Bear hugs don’t occur all too typically within the public markets—largely as a result of they are usually an costly endeavor. Furthermore, many firms don’t need the popularity that comes with passive-aggressive takeovers. Most buying firms try to create synergy earlier than, throughout and after an acquisition: a prospect that’s tough when there’s a bear hug concerned.
Candidates for a Bear Hug
Bear hugs normally contain giant firms buying smaller ones. The expense related to such a acquisition technique means the acquirer must have vital monetary leverage over the goal firm. For instance, a big cap firm valued at $80 billion may use a bear hug to accumulate a small startup with proprietary know-how that’s solely valued at $250 million.
Talking of startups, small up-and-coming firms are generally prospected by giant and mega cap firms. These startups can typically fend off M&A exercise by small- and mid-cap firms, however succumb to bigger firms that search to accumulate them for his or her know-how or human capital.

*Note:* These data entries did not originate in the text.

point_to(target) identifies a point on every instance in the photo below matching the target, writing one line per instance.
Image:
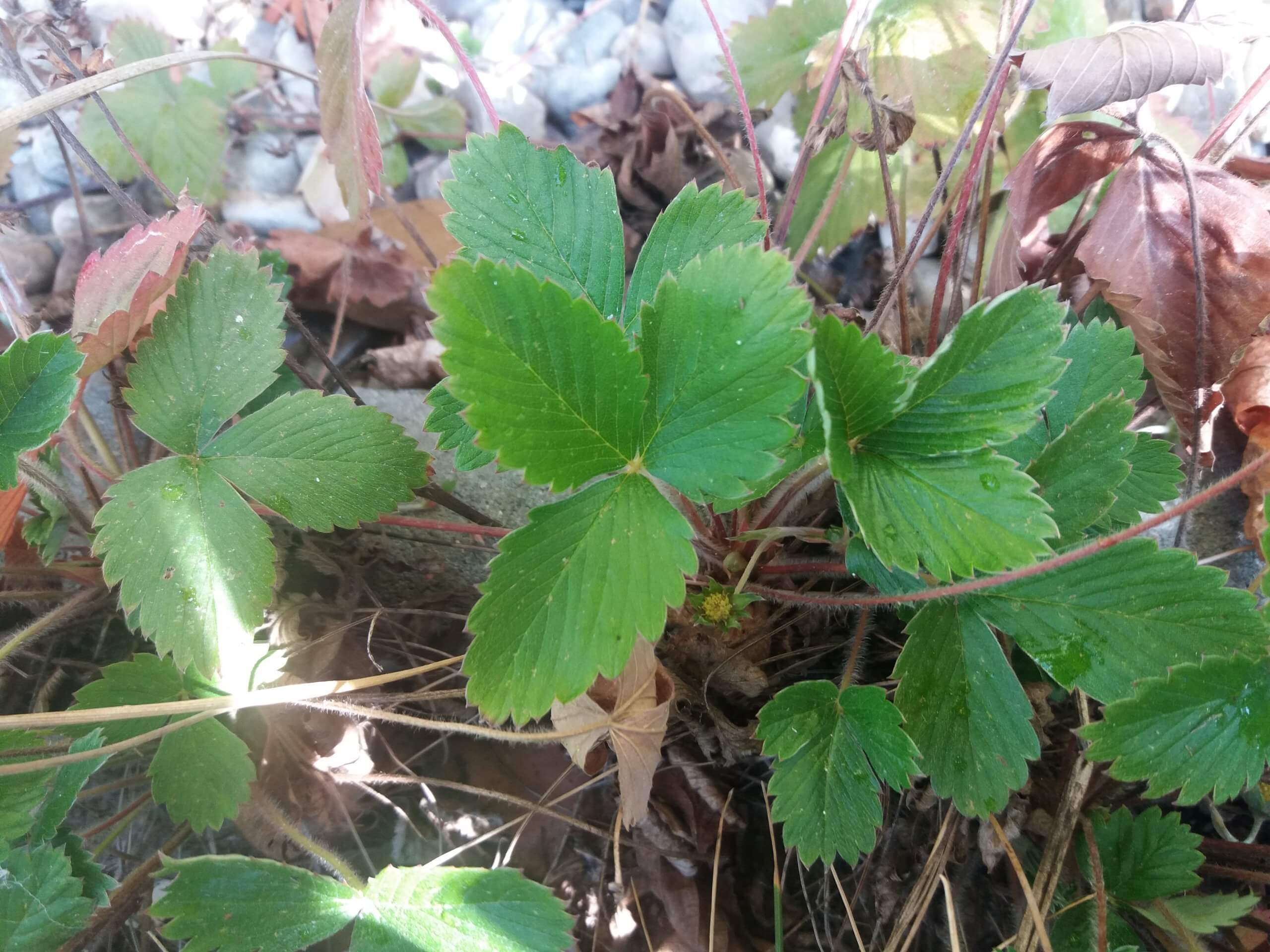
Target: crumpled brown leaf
(1140, 244)
(632, 710)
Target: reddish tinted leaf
(120, 293)
(1140, 244)
(1090, 73)
(348, 125)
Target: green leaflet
(570, 593)
(550, 385)
(545, 211)
(833, 751)
(964, 709)
(319, 461)
(454, 431)
(1202, 729)
(37, 385)
(719, 346)
(235, 904)
(694, 224)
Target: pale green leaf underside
(1123, 613)
(191, 552)
(544, 210)
(549, 384)
(452, 431)
(215, 348)
(1201, 730)
(37, 385)
(964, 709)
(570, 593)
(694, 224)
(833, 748)
(719, 347)
(320, 461)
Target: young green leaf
(832, 749)
(547, 211)
(235, 904)
(454, 432)
(1202, 729)
(1143, 857)
(319, 461)
(571, 592)
(41, 903)
(477, 910)
(964, 709)
(37, 385)
(694, 224)
(719, 347)
(193, 556)
(1079, 472)
(202, 774)
(216, 347)
(1123, 613)
(550, 385)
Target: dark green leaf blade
(235, 904)
(543, 210)
(570, 593)
(37, 385)
(320, 461)
(475, 910)
(549, 384)
(1123, 613)
(694, 224)
(719, 347)
(964, 709)
(191, 552)
(215, 348)
(1201, 730)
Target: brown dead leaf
(632, 710)
(1089, 73)
(1140, 244)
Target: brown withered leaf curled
(898, 119)
(1090, 73)
(1061, 164)
(631, 710)
(1140, 244)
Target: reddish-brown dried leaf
(1090, 73)
(347, 122)
(120, 293)
(1140, 244)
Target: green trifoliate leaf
(235, 904)
(41, 904)
(193, 556)
(547, 211)
(832, 749)
(215, 348)
(550, 385)
(955, 513)
(1123, 613)
(1143, 857)
(719, 347)
(320, 461)
(475, 910)
(1202, 729)
(571, 592)
(202, 774)
(964, 709)
(454, 432)
(1202, 914)
(37, 385)
(694, 224)
(1079, 473)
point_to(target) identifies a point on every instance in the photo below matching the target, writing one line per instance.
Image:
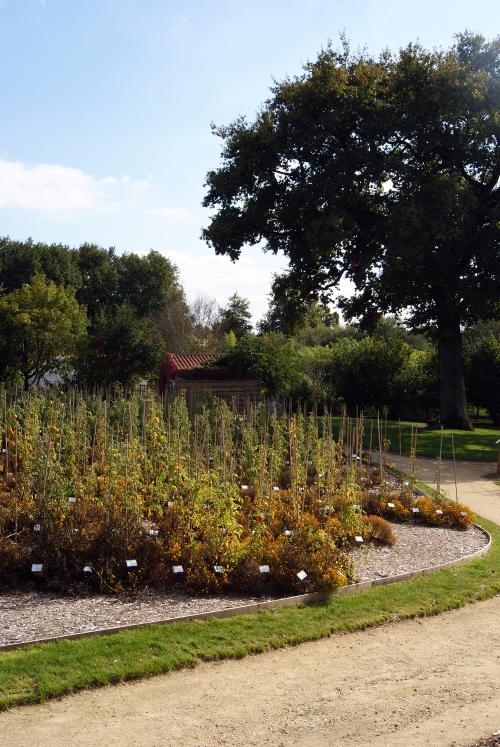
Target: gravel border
(31, 616)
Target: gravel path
(431, 682)
(416, 547)
(26, 616)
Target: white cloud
(173, 213)
(56, 189)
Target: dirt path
(480, 494)
(422, 682)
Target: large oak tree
(385, 171)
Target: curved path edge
(315, 597)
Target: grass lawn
(477, 445)
(37, 673)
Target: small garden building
(198, 372)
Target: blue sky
(107, 104)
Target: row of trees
(136, 310)
(103, 317)
(388, 370)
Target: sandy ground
(422, 682)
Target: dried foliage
(208, 499)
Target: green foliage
(41, 325)
(384, 171)
(120, 348)
(37, 673)
(383, 374)
(271, 358)
(127, 297)
(482, 356)
(236, 316)
(289, 313)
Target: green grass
(492, 476)
(37, 673)
(477, 445)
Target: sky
(105, 130)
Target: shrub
(379, 530)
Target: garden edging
(314, 597)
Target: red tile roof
(174, 363)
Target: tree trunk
(453, 402)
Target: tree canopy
(41, 325)
(382, 170)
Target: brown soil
(423, 682)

How you can Combat a Bear Hug
Bear hugs can seem to be a no-win scenario for the goal firm, however there are methods to thwart them. For one, if the provide per share isn’t vital sufficient, the corporate can reject it with out worry of upsetting shareholders. Or, if the board of administrators can persuade shareholders of malintent by the buying firm, they’ll keep away from a lawsuit. Lastly, if the corporate can inflate its share worth forward of the upcoming provide, it might change into too costly for the buying firm to focus on with a bear hug.
Acquisition is a Recreation of Technique
Within the public markets, firms will do all the pieces they’ll to strengthen their place. For instance, this consists of making aggressive performs for firms they want to purchase. In the event that they don’t assume a goal will reply receptively, there are strategies they’ll use to coerce an acquisition. The bear hug is one such tactic. And whereas it’s costly and generally seen as underhanded, it’s nonetheless efficient, in a Marlon Brando Godfather kind of manner. You simply have to “make them a proposal they’ll’t refuse.”